Design principle 3: treat models as interchangeable runtime dependencies

Once you have stable tools and guardrails, swapping models becomes a runtime choice:

  • fast model for triage and routing,
  • strong reasoning model for complex planning,
  • specialized model for code generation,
  • maybe an on‑prem model for sensitive content.

The agent layer can route requests based on:

  • cost budget,
  • latency targets,
  • data sensitivity,
  • workload type (summarise vs plan vs generate code).

This is where “model agnosticism” stops being theoretical. It becomes a practical operating mode.

Where Foundry/MCP fits

I like MCP because it forces you to formalise tool contracts. I like Foundry because it gives you a place to host agents/tools with environment separation and observability.

But the deeper value is architectural: you’re moving from “prompt glue” to “tools with schemas”. That’s the step that makes agents maintainable and model‑agnostic.

In a Microsoft world, I often end up with this split:

  • Copilot for inside‑M365 experiences (documents, mail, Teams).
  • Foundry/MCP agents for cross‑system workflows (SAP + Entra + ticketing + data platforms).
  • A clear boundary where your backend owns policy and secrets.

Practical checklist: how to know you’re model-agnostic

Here are a few “smell tests” I use:

  • If you swapped models tomorrow, would your access control story still hold? (It should.)
  • Are your actions expressed as stable tool schemas, or as paragraphs in prompts?
  • Can you replay and audit tool calls without involving the model?
  • Do you have a single place to see which agents exist, who owns them, and what tools they have?

If the answer is “no” to any of these, you’re not model‑agnostic yet. You’re model‑dependent with extra steps.

My take

Models will keep changing. That’s the only stable prediction in this space.
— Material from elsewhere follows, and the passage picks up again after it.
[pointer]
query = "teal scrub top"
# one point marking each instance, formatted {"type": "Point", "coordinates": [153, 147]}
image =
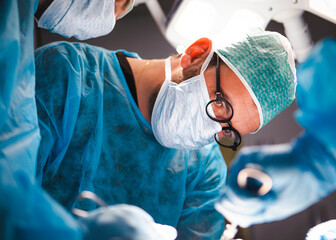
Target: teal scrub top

The way to build durable agents in 2026 is to stop treating the model like your application runtime. Treat it like a planning engine that sits on top of:

  • clean tool contracts,
  • hard guardrails enforced in code,
  • and observability you can show to a security team without embarrassment.

If you do that, you get the best of both worlds:

  • you can ride the model curve (better, cheaper, more local, more compliant),
  • without rebuilding your agents every time the industry changes its mind.